I am just beginning to find ways to get my students to use Pearson’s AI study tool connected to the eTextbook.

I have had my students use the tool to ask specific questions. For example, I am not available at all hours of the day (and night) to my students. I envision a student sitting at 2:00 a.m. working on a chemistry problem and getting stuck. Now the student can simply ask the AI study tool in the eTextbook, and it is like having a personal tutor. I sure wish I had that back in my classes.

The AI study tool can also reverse the process and be set up to ask the student questions. One of the big problems with students is that they don’t know what they don’t know. But now they can have the AI study tool to ask them questions. This is different from just answering questions in the book the old-fashioned way. AI can be adaptive and tailor explanations to the specific student’s needs, which can go a long way in helping students gain needed knowledge and build their confidence.

What strategies or best practices would you recommend for faculty looking to effectively leverage AI and its potential in higher education classrooms?

Well, I recently used ChatGPT to translate a letter that I wrote from English to Vietnamese. I asked my Vietnamese friend who I wrote it for how it read, and he said that it was pretty good but needed some work on grammar and diction.

That experience made me think about how many English learners are in a chemistry classroom. Over half of my students are not native English speakers. With AI, as it gets better, a company like Pearson could provide content (Pearson probably already is!) in any language. And students could use the AI tool to ask questions or get a summary or be queried themselves in their own language, again with accuracy.

When it comes to writing and the use of AI, I am still trying to figure out how best to have students use the tool, but not as a substitute for their own writing. My good friend has challenged my thinking on this issue. He is a training consultant for major tech companies. He frequently uses AI to assist him in writing better communications, such as emails, to get his ideas across in the most effective way possible.

What does that mean for students?

As I think back to the calculator, I still had to learn how to add and subtract by hand. Then I could use the calculator. I still think students need to learn to write and communicate well, but AI could be a tool in helping them become more effective communicators.

Instead of rejecting AI because of potential uses for cheating, we should use AI to help us learn to communicate better.
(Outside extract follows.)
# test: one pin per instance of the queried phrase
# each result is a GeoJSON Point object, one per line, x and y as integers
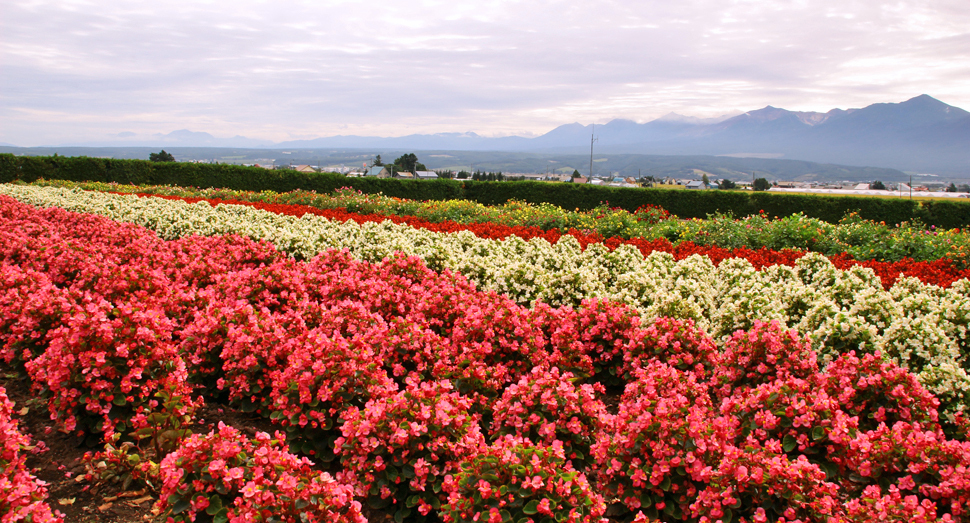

I would like to have students give more oral presentations of their knowledge. It is one thing to write or answer written questions; explaining something with the spoken word requires quite a different level of demonstrating knowledge. But we just don’t have the time to give an oral exam to each individual student.

Soon, I imagine, we will be able to have the student submit a video of their presentation to an AI tool, which will analyze it according to a rubric, give feedback to the student, and then ask the student follow-up questions. This could help students develop their understanding of concepts, to communicate their knowledge, and to increase confidence at a whole new level.

A few of my best students are already harnessing AI in ways I did not imagine possible just a few months ago.

Recently, a student showed me how to drop a large pdf into ChatGPT. He was then able to ask the tool to summarize portions of the content and ask questions about it. It is cool when students use their creativity to make a tool like AI work for them to learn more efficiently, communicate better, and create more.

Why not have those brilliant students use their creativity to come up with ways to use AI to learn in new and deeper ways? The creativity required to do that is one of the highest skills we need to help our students develop.

I agree, there are large caution signs regarding AI, but we can use AI for a tremendous amount of good learning. The act of developing tools and creatively utilizing those tools to promote human learning and flourishing is one of the most significant aspects of what it means to be human in the first place.